Understanding Variations in Mean Corpuscular Hemoglobin Concentration (MCHC) in a CBC
Variations in MCHC on a Complete Blood Count (CBC) can indicate several clinical conditions ranging from true hematologic disorders to laboratory artifacts, with both decreased and elevated values having distinct clinical significance.
What is MCHC?
MCHC is a calculated parameter that measures the average concentration of hemoglobin in a given volume of packed red blood cells.

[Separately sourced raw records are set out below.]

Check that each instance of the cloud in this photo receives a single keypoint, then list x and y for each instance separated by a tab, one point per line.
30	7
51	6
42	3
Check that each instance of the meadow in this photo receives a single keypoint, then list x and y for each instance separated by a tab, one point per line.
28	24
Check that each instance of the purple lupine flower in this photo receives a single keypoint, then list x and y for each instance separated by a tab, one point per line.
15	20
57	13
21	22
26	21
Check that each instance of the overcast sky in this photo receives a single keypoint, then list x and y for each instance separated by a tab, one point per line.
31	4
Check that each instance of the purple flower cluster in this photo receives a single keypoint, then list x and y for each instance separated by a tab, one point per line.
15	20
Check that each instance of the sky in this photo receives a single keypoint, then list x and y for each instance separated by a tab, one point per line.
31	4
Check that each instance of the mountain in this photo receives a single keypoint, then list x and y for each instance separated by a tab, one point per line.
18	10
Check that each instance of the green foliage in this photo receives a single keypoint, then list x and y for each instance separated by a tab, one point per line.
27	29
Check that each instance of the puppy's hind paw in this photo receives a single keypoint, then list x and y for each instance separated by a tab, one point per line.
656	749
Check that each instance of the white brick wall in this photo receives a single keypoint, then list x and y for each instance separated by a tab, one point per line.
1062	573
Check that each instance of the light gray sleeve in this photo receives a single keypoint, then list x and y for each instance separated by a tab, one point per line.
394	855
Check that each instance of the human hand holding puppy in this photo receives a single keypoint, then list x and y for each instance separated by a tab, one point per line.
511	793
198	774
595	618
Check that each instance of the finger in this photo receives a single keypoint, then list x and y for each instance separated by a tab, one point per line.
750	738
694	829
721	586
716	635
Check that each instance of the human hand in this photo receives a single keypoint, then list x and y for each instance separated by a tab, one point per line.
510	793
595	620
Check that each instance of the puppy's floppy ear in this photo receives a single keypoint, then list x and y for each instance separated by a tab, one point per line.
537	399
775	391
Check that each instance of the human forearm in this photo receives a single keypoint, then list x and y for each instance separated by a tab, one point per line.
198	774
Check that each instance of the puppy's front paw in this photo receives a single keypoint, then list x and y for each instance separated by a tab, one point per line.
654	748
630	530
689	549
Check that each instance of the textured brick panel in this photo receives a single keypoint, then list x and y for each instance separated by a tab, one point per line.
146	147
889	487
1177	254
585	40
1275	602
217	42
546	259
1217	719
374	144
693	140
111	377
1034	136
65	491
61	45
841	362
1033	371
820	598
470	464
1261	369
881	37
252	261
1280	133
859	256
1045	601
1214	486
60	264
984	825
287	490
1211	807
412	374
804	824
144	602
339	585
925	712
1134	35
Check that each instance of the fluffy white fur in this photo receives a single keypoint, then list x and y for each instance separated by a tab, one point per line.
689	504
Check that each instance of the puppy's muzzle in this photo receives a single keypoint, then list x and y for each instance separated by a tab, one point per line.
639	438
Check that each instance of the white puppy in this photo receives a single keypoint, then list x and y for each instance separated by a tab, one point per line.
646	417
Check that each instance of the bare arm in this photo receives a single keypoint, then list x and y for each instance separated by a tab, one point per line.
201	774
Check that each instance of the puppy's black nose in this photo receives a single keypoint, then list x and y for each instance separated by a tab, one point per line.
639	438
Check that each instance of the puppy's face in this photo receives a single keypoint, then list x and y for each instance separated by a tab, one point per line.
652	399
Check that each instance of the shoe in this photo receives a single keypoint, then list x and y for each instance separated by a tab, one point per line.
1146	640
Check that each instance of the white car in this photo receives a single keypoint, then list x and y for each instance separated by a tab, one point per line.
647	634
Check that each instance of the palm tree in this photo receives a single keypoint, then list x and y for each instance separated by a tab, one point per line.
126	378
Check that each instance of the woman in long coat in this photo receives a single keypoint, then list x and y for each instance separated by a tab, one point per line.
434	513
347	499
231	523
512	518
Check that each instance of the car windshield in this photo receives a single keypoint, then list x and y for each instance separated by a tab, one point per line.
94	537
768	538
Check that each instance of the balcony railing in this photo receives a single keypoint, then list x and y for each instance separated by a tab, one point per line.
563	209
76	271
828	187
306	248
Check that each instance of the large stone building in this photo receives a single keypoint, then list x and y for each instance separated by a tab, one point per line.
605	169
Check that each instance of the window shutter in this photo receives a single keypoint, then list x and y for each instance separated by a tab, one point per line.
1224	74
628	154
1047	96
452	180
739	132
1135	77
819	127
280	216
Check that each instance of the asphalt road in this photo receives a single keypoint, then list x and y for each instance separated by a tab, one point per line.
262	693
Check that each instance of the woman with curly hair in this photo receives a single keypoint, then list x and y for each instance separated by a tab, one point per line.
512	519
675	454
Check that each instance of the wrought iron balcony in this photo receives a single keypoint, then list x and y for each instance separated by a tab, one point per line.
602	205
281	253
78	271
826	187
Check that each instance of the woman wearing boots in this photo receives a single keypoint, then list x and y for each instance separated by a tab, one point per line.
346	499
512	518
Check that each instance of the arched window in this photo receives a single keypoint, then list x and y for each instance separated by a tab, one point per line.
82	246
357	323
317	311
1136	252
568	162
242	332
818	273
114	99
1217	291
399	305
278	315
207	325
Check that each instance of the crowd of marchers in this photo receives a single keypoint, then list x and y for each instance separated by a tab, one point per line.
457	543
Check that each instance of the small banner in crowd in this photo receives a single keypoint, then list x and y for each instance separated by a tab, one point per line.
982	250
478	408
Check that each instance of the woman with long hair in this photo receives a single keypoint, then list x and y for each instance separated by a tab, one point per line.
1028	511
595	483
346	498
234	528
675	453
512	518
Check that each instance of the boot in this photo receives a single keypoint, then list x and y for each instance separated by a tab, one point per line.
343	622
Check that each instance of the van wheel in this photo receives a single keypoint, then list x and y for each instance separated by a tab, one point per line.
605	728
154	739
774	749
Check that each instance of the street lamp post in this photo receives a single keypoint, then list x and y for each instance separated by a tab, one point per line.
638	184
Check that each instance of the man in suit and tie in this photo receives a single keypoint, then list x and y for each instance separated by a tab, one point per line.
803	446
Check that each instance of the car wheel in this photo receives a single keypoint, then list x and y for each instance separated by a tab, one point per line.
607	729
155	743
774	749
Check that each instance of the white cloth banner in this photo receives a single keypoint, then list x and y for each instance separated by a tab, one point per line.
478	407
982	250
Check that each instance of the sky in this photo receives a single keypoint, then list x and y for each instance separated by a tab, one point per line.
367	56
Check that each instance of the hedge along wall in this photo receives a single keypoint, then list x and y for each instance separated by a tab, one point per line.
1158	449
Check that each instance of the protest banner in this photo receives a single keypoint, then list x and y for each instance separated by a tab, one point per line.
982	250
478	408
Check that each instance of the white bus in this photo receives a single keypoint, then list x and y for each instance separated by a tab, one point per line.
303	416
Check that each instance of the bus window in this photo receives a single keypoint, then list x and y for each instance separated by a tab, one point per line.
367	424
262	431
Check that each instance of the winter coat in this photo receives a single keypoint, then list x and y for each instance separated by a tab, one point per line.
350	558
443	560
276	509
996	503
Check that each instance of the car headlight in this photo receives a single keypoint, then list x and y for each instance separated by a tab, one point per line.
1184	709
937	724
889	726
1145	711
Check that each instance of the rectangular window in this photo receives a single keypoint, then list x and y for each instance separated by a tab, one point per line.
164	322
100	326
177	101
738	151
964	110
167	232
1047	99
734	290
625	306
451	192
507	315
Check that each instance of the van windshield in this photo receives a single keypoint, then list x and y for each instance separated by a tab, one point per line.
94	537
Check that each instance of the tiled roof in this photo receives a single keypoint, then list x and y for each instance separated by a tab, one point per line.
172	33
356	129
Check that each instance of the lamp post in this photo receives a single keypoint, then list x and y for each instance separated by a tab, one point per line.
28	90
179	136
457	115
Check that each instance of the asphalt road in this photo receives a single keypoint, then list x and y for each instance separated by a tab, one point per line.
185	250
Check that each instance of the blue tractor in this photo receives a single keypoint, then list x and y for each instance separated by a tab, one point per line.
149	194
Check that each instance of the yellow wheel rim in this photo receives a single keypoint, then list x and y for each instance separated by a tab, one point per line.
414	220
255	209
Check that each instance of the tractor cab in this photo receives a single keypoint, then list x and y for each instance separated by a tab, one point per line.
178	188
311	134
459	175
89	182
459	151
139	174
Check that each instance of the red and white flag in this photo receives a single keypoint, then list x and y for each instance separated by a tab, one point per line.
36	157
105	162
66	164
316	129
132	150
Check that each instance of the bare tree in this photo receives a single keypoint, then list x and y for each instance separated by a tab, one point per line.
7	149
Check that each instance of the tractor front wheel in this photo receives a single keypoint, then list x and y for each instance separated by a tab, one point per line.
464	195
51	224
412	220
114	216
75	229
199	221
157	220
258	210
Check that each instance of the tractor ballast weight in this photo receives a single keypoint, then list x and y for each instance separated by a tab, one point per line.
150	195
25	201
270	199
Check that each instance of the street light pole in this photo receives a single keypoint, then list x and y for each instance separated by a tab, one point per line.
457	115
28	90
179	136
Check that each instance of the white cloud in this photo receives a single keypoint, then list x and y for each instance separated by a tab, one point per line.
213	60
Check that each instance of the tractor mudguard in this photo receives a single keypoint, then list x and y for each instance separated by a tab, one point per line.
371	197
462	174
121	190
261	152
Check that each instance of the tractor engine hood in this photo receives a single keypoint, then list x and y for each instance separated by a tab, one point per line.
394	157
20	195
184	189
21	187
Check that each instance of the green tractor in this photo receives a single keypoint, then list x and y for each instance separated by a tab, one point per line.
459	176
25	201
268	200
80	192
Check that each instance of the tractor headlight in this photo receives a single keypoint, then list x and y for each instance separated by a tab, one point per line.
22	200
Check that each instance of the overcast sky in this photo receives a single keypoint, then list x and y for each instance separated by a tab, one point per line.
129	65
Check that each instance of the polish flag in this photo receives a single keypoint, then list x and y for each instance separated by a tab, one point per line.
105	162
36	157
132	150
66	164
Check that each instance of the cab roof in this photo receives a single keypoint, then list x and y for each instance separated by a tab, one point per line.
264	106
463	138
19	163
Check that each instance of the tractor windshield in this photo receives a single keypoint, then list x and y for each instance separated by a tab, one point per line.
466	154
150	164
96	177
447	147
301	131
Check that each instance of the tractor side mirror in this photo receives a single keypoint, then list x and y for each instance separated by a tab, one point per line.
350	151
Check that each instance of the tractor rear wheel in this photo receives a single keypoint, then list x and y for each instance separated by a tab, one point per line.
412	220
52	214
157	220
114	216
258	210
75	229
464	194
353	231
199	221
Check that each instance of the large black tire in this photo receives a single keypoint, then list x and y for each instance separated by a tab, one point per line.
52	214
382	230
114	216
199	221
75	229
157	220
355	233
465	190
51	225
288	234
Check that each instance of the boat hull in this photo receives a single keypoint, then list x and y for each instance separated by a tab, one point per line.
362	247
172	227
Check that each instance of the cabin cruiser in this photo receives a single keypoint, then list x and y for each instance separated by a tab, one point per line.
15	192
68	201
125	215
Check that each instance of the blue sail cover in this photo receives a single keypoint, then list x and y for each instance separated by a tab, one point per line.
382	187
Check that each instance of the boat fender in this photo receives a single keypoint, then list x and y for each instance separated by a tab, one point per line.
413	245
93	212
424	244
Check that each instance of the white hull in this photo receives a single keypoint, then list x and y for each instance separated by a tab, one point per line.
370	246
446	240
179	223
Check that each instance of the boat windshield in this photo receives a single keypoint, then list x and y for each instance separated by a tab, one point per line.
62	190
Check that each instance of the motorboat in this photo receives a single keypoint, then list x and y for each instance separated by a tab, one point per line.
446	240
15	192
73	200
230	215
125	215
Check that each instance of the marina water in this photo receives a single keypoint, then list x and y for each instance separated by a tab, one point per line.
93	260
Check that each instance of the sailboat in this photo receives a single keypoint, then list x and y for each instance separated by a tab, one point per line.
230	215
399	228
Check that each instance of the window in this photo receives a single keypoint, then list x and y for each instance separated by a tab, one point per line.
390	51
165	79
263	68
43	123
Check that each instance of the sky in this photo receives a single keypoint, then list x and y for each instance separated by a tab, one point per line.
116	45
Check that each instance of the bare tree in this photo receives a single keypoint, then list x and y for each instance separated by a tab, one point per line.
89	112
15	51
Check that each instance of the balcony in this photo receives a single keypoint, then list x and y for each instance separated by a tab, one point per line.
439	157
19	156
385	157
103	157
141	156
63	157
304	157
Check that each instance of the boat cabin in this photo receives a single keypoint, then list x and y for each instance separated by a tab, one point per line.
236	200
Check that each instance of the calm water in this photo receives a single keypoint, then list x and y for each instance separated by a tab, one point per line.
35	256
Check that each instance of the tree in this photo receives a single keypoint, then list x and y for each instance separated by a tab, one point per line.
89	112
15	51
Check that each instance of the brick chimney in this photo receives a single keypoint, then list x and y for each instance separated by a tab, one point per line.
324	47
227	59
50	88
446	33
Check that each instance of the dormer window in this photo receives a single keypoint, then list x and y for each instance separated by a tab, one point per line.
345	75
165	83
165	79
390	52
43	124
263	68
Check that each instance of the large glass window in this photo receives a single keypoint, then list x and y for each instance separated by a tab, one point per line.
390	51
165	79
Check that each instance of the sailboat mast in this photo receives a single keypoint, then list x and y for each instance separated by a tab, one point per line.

It is calculated using the formula:
MCHC = Hemoglobin (g/dL) ÷ Hematocrit × 100
Decreased MCHC Values
Clinical Significance:
- Iron Deficiency Anemia: Characterized by microcytic (low MCV) and hypochromic (low MCHC) red cells 1
- Thalassemia: Often presents with low MCHC along with microcytosis
- Anemia of Chronic Disease: May present with normocytic (normal MCV) and normochromic or hypochromic (normal or low MCHC) characteristics 2
Elevated MCHC Values
True Elevations:
- Spherocytosis: Causes increased hemoglobin concentration within RBCs
- Sickle Cell Disease: SC variant specifically shows abnormally high MCHC, contributing to sickling and hemolysis 3
- Hemoglobin C Disease: Results in dehydrated RBCs with increased MCHC
False Elevations (Laboratory Artifacts):
- Cold Agglutinins: Cause RBC clumping that interferes with accurate measurement 4
- Lipemia: Lipid interference can falsely elevate MCHC readings 4, 5
- Hemolysis: In-vitro hemolysis releases free hemoglobin, falsely increasing MCHC
- Severe Hyperglycemia: Can affect RBC volume measurement
Diagnostic Approach for Abnormal MCHC
Verify the Result:
Correlate with Other CBC Parameters:
- Low MCHC with low MCV suggests iron deficiency or thalassemia
- Normal MCV with low MCHC may indicate early iron deficiency or anemia of chronic disease
- High MCHC with normal or low MCV suggests spherocytosis or laboratory error 6
Additional Testing Based on Suspected Cause:
- For suspected iron deficiency: Iron studies (serum iron, TIBC, ferritin) 1
- For suspected hemolysis: Reticulocyte count, LDH, haptoglobin, bilirubin
- For suspected hemoglobinopathy: Hemoglobin electrophoresis
Special Considerations
Falsely Elevated MCHC
When MCHC is significantly above the reference range (typically >36-38 g/dL):
- Consider laboratory artifact as the most likely cause 5
- Request peripheral smear examination to confirm RBC morphology 6
- For cold agglutinin interference, warming the sample to 37°C before analysis may correct the issue 4
- For lipemic samples, plasma exchange techniques may be required 4
MCHC in Chronic Kidney Disease
- Anemia in CKD typically presents with normocytic and normochromic characteristics (normal MCHC) 2
- Hemoglobin is preferred over hematocrit for monitoring anemia in CKD as it is more stable 2
MCHC in Polycythemia
- Elevated hematocrit (>45% in men, >42% in women) with normal MCHC suggests polycythemia 2
- Iron deficiency from repeated phlebotomy in polycythemia vera patients can lead to decreased MCHC 2
Clinical Pitfalls to Avoid
Don't ignore significantly elevated MCHC values - they are often laboratory artifacts requiring verification but can occasionally indicate serious hemoglobinopathies 6
Don't diagnose iron deficiency based on MCHC alone - confirm with iron studies and other RBC indices 1
Don't overlook the peripheral blood smear - it remains essential for confirming the cause of abnormal MCHC, especially in pediatric cases 6
Don't fail to consider pre-analytical factors - sample collection, storage, and processing can all affect MCHC values 5
MCHC variations should always be interpreted in the context of other CBC parameters and clinical presentation to determine their true significance and guide appropriate management.